Krakow’s citizens rally against coal to protect their health
Bankwatch Mail | 11 November 2013
Coal may still very much be king in the minds of the Polish government but, on the evidence of a ground-breaking campaign over the last year in Krakow, the seeds have been sown for a citizens’ revolution that could redraw the Polish energy sector and improve health and quality of life for towns and cities all across the country. Alongside effective campaigning, EU money is playing a role in these developments, and has the potential to do a lot more.
This article is from Issue 57 of our quarterly newsletter Bankwatch Mail
Krakow currently ranks as Europe’s third most polluted city in Europe, with EU air quality norms regularly being exceeded just over halfway through the calendar year. Particulate matter concentrations eight times over the norm are not uncommon, and, according to statistics, living in Krakow for a year inhabitants breathe in as much carcinogenic benzo[a]pyrene as they would from smoking 2500 cigarettes. All due to the city’s enduring reliance on coal.
Last winter, the time of peak smog, a group of parents in Krakow decided enough was enough, and thus was born an initiative called Krakow Smog Alert. The campaign started as a Facebook community page and quickly generated the interest and support of Krakow’s citizens, now totaling over 17,500 people. It was also backed by Krakow’s PR and outdoor media companies who made it possible to run an extensive pro bono billboard campaign drawing attention to the problem of air pollution in the city.

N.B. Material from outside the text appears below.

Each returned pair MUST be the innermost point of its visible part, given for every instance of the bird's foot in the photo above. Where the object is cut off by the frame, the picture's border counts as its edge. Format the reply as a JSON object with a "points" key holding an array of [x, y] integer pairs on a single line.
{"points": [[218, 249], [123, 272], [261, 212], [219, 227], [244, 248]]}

Background to the Krakow Smog alert including a campaign timeline.
Krakow’s doctors also rallied to the cause. Every year, estimates reveal, 400 Krakovians die prematurely due to air pollution involving fine particulate matter. Krakow’s children are three times more likely to suffer from asthma than children living in other regions of Poland. Krakow’s medical researchers have also shown that women exposed to high particulate matter concentrations give birth to smaller, lighter children, with lower IQ and higher susceptibility to disease.
As the main reason for Krakow’s poor air quality is the use of solid fuels – principally coal – for heating in household furnaces and boilers, Krakow Smog Alert is calling for the city to follow the example of major cities such as London and Dublin by introducing a solid fuel ban that, campaigners are urging, ought to become effective within five years. Roughly 17,000 citizens signed a petition backing the ban and delivered to the regional parliament, the body authorised to introduce such a ban. And last month 2000 people took to the streets to urge the authorities to phase out coal from individual heating in Krakow.
The overwhelming response from local people to the initiative created a sense of urgency and political space for local decision-makers to seek real solutions for improved air quality in Krakow.
Though it seems unthinkable in coal-dependent Poland, the idea was supported by the Mayor and the Council of Krakow. A few months ago they prepared a special subsidy programme for the replacement of coal-fired boilers and furnaces with district heating, gas and electricity installations. As much as EUR 120 million has been already earmarked for this purpose from the EU funds for the 2014-2020 budgetary period, while the local budget for these measures has already increased sixfold and further expansion is planned. A fuel poverty alleviation programme is also being developed in order to shield the less affluent from the effects of the ban.
On 30 September, the Malopolska regional parliament adopted – almost unanimously – an ambitious air quality programme that includes the proposed banning of solid fuels (coal) heating for households in Krakow starting in 2018. The regional parliament now has to adopt a resolution that will legally introduce the ban. During public consultations on the resolution, 95 percent of the comments received were in favour of a total solid fuel ban in the city.
This pioneering effort, and the stunning progress made against all the odds, has been attracting attention from coal-affected citizens across Poland – from Gdansk in the north to neighbouring Zakopane, a top European mountain resort that also suffers from coal-induced pollution.
Affected communities should be aware that, as the acute winter period is fast approaching, Poland is also entering a very opportune moment as far as future EU spending is concerned. At national and regional level, the authorities will shortly be finalising exactly how Poland spends its EU money for the forthcoming 2014-2020 period. EU money stands to be a lifesaver – literally – in Krakow, and it should now be targeted at air quality measures, as well as domestic energy savings initiatives, all across Poland.
However, as coal is a highly political issue in Poland, there are fears that health risks may well be ignored. In spite of the groundswell of opinion and scientific evidence in favour of the ban, it remains an open question whether during the vote, to take place by the end of November, the regional parliament will listen to the will of Krakow’s inhabitants and authorities and adopt a ban that would give Krakovians hope for cleaner air.